Six Sigma Basics: Outcome Measurement of Process Performance

James O. Westgard, Ph.D.

Six Sigma Quality Management provides a general goal for process performance - six sigmas of process variation should fit within the tolerance limits or quality requirement for the product. Given this goal, it is important to measure process performance to determine whether improvement is needed. There are two different methodologies - one based on counting the defects produced by the process (an outcome measure) and the other based on measuring the variability of the process directly (a predictive measure).

Two Approaches for Measuring Process Performance

The two approaches are illustrated in the accompanying figure. The first approach is based on the measurement of the outcome of the process, whereas the second is based on measurement of the variation of the process. The outcome measurement approach is applicable to any process, but usually requires extensive efforts to collect and analyze the data. Direct measurement of process variability allows for determination of process capability. This approach assumes a process whose distribution is stable and can be characterized by repetitive measurements. This second approach is more limited in application, but is advantageous in order to plan, design, evaluate, and optimize process performance prior to routine operation and production.
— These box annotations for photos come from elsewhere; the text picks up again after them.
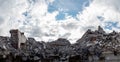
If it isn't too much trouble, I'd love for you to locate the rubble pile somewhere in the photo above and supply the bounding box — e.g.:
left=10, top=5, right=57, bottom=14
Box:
left=0, top=26, right=120, bottom=62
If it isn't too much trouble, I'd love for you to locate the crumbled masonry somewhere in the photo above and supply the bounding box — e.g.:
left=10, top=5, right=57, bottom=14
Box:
left=0, top=26, right=120, bottom=62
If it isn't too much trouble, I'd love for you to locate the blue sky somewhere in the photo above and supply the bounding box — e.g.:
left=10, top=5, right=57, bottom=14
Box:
left=48, top=0, right=89, bottom=20
left=0, top=0, right=120, bottom=43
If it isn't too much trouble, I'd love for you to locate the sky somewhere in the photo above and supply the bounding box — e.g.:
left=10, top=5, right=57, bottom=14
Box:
left=0, top=0, right=120, bottom=43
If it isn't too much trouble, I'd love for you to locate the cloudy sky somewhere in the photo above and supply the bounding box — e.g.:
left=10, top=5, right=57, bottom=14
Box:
left=0, top=0, right=120, bottom=43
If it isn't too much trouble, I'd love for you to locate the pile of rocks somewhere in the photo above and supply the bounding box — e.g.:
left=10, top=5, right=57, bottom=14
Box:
left=0, top=26, right=120, bottom=62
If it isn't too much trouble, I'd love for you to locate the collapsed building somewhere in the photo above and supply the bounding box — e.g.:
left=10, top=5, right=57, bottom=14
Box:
left=0, top=26, right=120, bottom=62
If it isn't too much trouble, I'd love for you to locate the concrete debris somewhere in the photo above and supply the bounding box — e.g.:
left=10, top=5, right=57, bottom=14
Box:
left=0, top=26, right=120, bottom=62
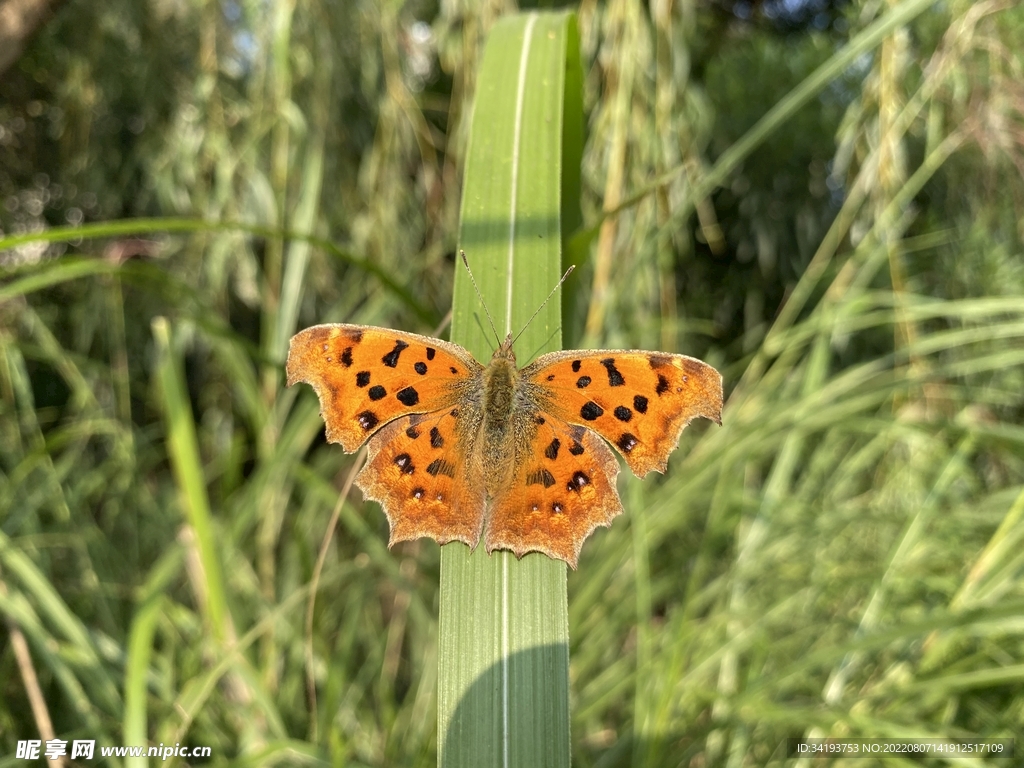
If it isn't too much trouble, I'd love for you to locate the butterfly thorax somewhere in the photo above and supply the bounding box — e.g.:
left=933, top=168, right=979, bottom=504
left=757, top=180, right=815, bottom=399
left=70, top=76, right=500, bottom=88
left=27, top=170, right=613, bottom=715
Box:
left=483, top=336, right=519, bottom=443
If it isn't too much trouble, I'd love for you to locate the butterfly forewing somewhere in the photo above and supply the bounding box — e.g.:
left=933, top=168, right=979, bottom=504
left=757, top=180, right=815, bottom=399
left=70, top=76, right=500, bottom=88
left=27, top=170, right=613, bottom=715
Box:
left=286, top=325, right=483, bottom=453
left=522, top=350, right=722, bottom=477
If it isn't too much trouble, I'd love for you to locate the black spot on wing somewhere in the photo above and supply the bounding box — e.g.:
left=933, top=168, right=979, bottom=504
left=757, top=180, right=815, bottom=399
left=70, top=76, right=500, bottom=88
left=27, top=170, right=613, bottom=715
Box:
left=395, top=387, right=420, bottom=408
left=615, top=432, right=640, bottom=454
left=427, top=459, right=455, bottom=477
left=381, top=339, right=409, bottom=368
left=601, top=357, right=626, bottom=387
left=565, top=471, right=590, bottom=494
left=526, top=469, right=555, bottom=488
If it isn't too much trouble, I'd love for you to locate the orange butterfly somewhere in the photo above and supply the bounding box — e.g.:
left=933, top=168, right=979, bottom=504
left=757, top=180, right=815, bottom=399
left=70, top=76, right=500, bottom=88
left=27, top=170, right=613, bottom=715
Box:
left=287, top=309, right=722, bottom=568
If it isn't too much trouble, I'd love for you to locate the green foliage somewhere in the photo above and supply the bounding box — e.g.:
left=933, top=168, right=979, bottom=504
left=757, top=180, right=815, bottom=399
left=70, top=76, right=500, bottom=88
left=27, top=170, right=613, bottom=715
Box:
left=0, top=0, right=1024, bottom=768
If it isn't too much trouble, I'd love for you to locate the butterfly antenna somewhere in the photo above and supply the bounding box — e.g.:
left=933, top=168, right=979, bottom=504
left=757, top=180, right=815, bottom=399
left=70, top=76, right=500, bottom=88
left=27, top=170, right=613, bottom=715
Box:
left=459, top=250, right=502, bottom=346
left=512, top=264, right=575, bottom=344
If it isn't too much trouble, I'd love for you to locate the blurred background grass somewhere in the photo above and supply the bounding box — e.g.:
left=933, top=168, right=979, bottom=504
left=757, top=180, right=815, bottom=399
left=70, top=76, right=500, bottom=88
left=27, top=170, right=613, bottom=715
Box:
left=0, top=0, right=1024, bottom=766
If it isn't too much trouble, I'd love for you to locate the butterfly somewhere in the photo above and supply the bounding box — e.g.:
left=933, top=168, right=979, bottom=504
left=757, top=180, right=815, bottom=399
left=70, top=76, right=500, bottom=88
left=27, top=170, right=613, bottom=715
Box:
left=287, top=309, right=722, bottom=568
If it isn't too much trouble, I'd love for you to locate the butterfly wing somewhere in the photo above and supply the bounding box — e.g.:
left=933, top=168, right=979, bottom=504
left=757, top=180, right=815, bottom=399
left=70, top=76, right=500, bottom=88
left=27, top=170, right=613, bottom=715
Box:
left=485, top=413, right=623, bottom=568
left=522, top=350, right=722, bottom=477
left=286, top=324, right=483, bottom=453
left=355, top=403, right=486, bottom=547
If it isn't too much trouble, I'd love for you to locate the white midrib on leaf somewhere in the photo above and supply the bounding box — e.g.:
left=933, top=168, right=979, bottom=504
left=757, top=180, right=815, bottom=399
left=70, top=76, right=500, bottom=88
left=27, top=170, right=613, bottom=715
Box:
left=501, top=13, right=537, bottom=768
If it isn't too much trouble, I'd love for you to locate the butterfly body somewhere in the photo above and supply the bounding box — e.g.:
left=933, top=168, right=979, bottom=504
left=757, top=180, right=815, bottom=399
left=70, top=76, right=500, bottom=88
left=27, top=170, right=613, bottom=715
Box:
left=287, top=325, right=722, bottom=567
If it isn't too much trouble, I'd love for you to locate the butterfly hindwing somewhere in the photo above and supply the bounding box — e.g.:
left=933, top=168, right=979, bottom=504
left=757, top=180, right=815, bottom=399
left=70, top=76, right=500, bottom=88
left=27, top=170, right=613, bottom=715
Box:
left=286, top=324, right=483, bottom=453
left=485, top=413, right=623, bottom=568
left=355, top=409, right=486, bottom=547
left=522, top=350, right=722, bottom=477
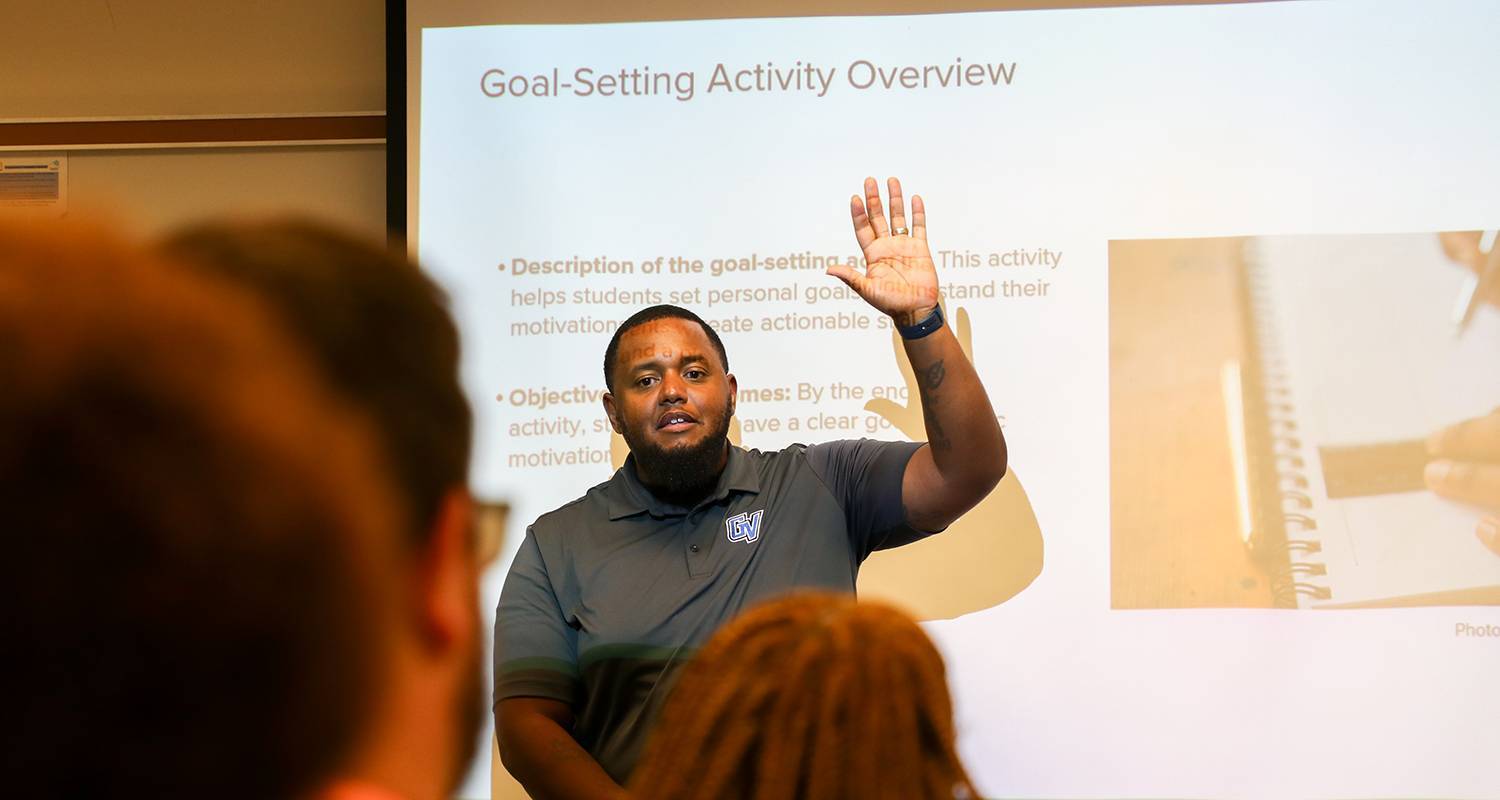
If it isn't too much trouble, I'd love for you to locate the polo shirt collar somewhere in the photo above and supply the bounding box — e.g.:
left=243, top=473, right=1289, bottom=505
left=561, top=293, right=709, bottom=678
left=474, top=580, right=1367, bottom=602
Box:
left=605, top=444, right=761, bottom=519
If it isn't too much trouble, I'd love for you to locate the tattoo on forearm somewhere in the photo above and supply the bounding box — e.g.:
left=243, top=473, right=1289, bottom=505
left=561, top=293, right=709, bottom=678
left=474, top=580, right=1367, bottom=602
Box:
left=917, top=359, right=953, bottom=453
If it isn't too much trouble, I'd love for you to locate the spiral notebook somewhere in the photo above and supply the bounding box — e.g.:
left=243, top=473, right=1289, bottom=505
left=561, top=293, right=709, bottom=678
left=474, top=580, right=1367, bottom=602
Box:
left=1241, top=233, right=1500, bottom=608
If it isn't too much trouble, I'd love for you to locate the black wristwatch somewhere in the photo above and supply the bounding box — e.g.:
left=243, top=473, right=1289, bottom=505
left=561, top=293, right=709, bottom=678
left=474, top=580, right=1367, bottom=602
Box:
left=896, top=306, right=942, bottom=339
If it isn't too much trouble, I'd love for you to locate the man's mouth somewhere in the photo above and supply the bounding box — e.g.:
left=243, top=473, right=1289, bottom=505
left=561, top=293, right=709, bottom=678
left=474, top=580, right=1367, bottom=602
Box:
left=657, top=411, right=698, bottom=432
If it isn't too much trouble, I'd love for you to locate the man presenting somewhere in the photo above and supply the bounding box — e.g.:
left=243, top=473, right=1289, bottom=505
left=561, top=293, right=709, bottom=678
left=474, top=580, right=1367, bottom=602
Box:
left=495, top=179, right=1005, bottom=800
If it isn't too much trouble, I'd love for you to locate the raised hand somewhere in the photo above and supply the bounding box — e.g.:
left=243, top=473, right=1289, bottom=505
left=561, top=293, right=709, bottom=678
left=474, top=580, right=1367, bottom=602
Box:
left=828, top=177, right=938, bottom=326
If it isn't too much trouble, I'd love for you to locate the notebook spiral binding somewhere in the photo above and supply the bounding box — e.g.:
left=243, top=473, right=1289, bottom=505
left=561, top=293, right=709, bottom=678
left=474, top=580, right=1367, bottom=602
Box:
left=1241, top=239, right=1332, bottom=608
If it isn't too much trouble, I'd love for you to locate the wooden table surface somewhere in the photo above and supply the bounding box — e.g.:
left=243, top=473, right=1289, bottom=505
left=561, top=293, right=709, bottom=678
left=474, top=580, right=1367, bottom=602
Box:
left=1110, top=239, right=1272, bottom=608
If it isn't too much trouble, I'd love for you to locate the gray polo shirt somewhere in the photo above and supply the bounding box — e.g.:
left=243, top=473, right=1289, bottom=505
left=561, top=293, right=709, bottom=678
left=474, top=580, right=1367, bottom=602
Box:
left=495, top=440, right=926, bottom=783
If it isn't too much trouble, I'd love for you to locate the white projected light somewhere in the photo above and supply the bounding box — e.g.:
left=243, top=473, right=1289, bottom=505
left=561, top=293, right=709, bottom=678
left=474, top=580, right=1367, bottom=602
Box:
left=411, top=2, right=1500, bottom=798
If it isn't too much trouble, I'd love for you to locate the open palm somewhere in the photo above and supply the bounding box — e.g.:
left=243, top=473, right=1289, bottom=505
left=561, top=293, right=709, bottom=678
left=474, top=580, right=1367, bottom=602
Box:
left=828, top=177, right=938, bottom=326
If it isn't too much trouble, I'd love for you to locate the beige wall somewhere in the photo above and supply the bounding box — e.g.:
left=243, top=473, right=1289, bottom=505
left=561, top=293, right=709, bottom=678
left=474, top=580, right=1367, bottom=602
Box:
left=0, top=0, right=386, bottom=236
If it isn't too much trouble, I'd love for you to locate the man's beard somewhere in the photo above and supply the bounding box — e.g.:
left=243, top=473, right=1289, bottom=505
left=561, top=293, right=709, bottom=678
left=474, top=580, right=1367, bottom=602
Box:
left=621, top=408, right=734, bottom=506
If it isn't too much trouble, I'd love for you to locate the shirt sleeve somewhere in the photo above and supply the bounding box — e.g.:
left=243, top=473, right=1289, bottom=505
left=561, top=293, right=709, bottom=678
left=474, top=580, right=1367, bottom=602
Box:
left=495, top=528, right=582, bottom=707
left=806, top=438, right=927, bottom=561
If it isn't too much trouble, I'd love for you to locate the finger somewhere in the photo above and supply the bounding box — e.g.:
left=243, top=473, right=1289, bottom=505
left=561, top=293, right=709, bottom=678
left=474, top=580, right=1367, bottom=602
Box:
left=1427, top=408, right=1500, bottom=464
left=849, top=195, right=875, bottom=251
left=912, top=195, right=927, bottom=242
left=885, top=177, right=911, bottom=234
left=1422, top=458, right=1500, bottom=509
left=1475, top=516, right=1500, bottom=555
left=864, top=177, right=891, bottom=237
left=827, top=264, right=867, bottom=297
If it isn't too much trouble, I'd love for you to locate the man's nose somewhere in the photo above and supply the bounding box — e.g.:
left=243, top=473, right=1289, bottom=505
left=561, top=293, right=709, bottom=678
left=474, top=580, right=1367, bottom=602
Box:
left=662, top=375, right=687, bottom=404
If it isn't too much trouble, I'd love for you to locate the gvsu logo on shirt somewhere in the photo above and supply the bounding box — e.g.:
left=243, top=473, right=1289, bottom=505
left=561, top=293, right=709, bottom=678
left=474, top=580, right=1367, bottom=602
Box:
left=725, top=509, right=765, bottom=543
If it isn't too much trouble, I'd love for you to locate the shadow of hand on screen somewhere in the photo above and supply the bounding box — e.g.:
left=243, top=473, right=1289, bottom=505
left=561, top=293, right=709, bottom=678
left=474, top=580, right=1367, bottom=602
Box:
left=860, top=308, right=1043, bottom=620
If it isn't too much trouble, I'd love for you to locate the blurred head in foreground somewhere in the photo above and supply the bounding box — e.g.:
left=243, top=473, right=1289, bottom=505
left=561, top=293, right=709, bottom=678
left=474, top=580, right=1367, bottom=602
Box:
left=164, top=218, right=485, bottom=798
left=632, top=593, right=978, bottom=800
left=0, top=225, right=405, bottom=798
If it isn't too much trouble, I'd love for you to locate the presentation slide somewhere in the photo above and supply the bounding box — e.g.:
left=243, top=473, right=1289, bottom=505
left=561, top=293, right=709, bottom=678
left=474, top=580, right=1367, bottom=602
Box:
left=413, top=0, right=1500, bottom=798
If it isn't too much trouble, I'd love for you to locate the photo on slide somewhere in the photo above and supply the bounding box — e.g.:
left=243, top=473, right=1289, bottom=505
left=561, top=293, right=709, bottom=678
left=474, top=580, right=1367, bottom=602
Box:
left=1109, top=231, right=1500, bottom=609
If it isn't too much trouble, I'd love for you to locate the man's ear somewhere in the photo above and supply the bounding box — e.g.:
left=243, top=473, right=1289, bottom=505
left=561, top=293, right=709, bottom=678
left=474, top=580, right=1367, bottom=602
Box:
left=416, top=486, right=479, bottom=650
left=603, top=392, right=626, bottom=435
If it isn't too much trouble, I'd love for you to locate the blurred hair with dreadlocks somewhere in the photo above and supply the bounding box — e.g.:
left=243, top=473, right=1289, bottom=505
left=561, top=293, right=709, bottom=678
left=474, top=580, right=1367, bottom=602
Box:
left=630, top=593, right=978, bottom=800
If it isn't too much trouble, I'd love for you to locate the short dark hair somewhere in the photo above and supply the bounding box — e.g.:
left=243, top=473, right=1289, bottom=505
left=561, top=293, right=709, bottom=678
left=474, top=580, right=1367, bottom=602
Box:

This lesson is about the first methodology that inspects the output of the process, estimates the defect rate in terms of defects per million (DPM), then converts the defect rate to a sigma-metric to characterize process performance.

A Well Known Example

A well-known tire manufacturer produced 6,000,000 tires for a particular brand of sports utility vehicle. It was reported that there have been 2000 accidents and 100 deaths due to failures of the tires. What's the performance of the production process?

Step 1. Inspect the data to determine the number of defects. In this case, a defect should be defined as a tire that causes an accident. The severity of the accident determines the number of deaths.

Step 2. Calculate the defects per million (DPM). There were 2000 accidents observed in those vehicles equipped with 6,000,000 tires.

Step 3. Convert from DPM to a sigma metric using a standard table from one of the Six Sigma texts. Here's a short version of such a table.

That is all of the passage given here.